Who raps on “World Revolution?”
He’s an intern at my office. It’s funny; people say, “Why don’t you get this rapper or that rapper? It would be better for the album’s exposure.” I said, nah, I like the intern. I like doing things organically, not just because.
That is reflected in the lyric: “To know the truth, you’ve got to know the lies.”
I’m a simple person. Love is the foundation of everything I speak about. Everything I relate to comes from love. That line came out of nowhere. I didn’t even think about it. I didn’t know what it would mean. If you don’t know the lie, you’re going to get tricked. How do I know this? Really, my friend, it’s from my heart. It’s from my true self. It’s from the part of me that speaks the truth to myself. It’s from the part of me that has no bias. Some people call it your consciousness. Some people call it God. No matter what lie I may try to tell myself, there is a voice that says that’s wrong.
In between this studio album and the previous one, you released two live collections. Do you feel compelled to always be working on a project?

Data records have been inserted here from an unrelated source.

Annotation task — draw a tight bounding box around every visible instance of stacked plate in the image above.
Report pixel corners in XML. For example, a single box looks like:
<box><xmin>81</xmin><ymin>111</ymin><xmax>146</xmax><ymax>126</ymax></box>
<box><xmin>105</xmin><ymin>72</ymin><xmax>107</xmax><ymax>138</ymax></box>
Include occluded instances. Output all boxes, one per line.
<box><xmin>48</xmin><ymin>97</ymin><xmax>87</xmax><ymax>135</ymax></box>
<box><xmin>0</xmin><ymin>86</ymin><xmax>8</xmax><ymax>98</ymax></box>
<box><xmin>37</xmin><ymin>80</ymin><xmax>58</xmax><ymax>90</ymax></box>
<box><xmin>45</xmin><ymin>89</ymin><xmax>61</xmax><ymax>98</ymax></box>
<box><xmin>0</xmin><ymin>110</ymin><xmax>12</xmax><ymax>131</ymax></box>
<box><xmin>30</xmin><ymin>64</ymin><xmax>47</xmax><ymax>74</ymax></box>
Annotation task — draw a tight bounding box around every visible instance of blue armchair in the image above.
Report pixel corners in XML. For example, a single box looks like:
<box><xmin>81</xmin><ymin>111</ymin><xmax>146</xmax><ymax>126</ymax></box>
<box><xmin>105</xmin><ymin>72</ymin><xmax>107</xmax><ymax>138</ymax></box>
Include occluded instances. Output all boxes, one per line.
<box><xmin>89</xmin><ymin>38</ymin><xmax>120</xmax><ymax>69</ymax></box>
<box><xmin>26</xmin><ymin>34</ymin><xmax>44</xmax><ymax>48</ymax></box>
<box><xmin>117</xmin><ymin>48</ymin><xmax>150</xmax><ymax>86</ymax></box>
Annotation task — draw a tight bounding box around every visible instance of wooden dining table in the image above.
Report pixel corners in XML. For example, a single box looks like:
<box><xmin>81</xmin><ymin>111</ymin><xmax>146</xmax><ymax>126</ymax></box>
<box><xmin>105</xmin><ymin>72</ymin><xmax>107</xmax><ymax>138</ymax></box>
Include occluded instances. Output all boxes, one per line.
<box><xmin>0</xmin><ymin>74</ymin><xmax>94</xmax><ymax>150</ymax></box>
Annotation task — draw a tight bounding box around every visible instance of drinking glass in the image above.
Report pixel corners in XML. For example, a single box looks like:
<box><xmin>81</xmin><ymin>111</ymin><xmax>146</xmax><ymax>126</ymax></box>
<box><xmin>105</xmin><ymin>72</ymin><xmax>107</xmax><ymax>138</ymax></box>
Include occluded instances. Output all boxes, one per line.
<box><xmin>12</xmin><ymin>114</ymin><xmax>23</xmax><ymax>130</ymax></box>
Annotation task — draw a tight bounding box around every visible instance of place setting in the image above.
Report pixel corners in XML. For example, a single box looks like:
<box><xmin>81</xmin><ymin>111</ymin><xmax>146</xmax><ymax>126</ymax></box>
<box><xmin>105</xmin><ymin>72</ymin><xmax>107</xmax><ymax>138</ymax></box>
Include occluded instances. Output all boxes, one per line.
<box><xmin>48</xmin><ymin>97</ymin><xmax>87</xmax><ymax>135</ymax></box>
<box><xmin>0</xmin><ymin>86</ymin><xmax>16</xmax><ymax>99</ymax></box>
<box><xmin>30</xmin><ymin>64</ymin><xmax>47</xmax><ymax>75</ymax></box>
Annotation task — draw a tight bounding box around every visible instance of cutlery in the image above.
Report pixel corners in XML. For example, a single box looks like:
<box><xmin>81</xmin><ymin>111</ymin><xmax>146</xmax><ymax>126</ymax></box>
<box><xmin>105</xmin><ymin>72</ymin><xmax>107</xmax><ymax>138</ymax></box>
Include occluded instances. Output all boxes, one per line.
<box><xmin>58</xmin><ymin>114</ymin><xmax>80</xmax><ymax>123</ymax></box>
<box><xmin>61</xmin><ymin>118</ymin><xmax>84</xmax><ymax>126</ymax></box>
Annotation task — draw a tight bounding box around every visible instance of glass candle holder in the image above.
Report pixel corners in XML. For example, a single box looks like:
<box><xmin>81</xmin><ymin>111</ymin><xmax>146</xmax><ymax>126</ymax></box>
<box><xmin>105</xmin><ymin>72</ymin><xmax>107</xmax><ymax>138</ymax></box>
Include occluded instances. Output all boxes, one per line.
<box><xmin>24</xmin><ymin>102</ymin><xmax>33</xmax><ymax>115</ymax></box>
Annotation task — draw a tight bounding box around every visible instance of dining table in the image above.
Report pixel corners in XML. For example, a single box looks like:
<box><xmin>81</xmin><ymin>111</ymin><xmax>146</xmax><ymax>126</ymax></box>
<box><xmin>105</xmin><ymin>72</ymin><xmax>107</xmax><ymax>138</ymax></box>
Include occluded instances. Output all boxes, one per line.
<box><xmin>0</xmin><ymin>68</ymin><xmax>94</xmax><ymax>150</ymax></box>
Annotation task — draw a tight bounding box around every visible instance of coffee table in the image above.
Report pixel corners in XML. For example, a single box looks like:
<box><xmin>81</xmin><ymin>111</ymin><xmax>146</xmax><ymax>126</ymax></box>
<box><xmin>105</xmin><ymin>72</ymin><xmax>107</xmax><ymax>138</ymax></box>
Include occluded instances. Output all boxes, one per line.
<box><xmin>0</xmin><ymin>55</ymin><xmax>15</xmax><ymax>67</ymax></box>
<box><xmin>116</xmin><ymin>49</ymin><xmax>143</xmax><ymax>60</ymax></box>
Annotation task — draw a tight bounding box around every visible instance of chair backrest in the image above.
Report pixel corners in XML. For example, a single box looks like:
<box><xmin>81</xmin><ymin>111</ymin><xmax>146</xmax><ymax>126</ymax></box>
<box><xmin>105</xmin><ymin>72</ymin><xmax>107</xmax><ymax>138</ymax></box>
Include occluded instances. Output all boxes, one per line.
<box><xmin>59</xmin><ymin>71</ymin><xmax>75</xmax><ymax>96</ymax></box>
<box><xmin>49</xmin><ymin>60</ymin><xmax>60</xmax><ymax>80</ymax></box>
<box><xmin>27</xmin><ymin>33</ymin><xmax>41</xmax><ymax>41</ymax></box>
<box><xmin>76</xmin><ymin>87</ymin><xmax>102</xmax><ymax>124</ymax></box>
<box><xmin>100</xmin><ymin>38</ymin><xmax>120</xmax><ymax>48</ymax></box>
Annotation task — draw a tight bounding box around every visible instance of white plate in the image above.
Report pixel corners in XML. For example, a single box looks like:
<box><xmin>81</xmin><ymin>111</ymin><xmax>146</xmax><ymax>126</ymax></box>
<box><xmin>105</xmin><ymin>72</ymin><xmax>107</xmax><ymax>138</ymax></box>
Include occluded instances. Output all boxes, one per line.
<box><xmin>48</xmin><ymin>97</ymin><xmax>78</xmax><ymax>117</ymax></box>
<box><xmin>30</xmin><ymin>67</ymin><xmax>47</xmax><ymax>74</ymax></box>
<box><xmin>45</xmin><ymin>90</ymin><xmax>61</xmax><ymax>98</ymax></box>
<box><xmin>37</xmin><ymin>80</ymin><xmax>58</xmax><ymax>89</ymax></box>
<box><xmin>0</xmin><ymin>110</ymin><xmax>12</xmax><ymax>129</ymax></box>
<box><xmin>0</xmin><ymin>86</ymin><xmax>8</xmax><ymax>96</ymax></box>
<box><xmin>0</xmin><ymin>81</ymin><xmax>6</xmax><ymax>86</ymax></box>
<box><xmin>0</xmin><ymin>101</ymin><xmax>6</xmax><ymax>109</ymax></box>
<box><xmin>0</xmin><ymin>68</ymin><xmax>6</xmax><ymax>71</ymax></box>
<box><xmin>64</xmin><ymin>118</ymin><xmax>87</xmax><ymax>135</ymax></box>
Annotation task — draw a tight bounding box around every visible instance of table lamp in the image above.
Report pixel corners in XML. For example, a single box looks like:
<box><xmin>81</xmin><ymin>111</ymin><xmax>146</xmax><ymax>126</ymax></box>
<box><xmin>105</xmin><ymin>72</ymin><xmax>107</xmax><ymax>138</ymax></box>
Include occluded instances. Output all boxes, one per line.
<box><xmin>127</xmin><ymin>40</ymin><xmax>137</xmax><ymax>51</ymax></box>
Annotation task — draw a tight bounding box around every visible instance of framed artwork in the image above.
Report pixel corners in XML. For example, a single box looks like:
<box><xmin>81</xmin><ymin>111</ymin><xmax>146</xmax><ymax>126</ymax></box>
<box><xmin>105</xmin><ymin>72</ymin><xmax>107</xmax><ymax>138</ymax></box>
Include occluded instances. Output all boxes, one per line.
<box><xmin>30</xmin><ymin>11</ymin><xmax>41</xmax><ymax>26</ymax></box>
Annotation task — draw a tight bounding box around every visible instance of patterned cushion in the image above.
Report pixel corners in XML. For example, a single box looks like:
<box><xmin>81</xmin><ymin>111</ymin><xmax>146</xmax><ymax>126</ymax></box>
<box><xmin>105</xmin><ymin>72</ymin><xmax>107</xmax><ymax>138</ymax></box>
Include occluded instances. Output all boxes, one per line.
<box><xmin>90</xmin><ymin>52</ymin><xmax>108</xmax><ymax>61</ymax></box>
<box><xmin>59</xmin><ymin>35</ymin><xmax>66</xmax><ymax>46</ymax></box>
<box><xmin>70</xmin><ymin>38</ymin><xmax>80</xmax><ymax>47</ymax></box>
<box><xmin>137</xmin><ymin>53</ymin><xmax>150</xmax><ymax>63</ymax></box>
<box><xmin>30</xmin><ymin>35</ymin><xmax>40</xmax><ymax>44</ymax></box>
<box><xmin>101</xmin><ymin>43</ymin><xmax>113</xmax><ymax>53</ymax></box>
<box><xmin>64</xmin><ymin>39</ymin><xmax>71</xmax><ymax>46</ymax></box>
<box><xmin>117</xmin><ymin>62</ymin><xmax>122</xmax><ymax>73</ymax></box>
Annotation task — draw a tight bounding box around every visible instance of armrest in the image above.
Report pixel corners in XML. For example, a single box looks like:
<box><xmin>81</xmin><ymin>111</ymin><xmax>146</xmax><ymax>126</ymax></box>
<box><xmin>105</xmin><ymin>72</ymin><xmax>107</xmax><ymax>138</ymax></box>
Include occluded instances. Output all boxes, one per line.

That is just how I am. If I could put out a new song every day, then I would. On this album, we have two songs that I previously released demos of. I want to give out more free music in between records—streaming or download. I never stop creating. It’s not like I’m forcing it. I just let it loose and try to keep the people engaged. I don’t want to disappear. I want to stay in the discussion. As my father said: “The bad guys aren’t taking a day off.So, why should we take a day off?”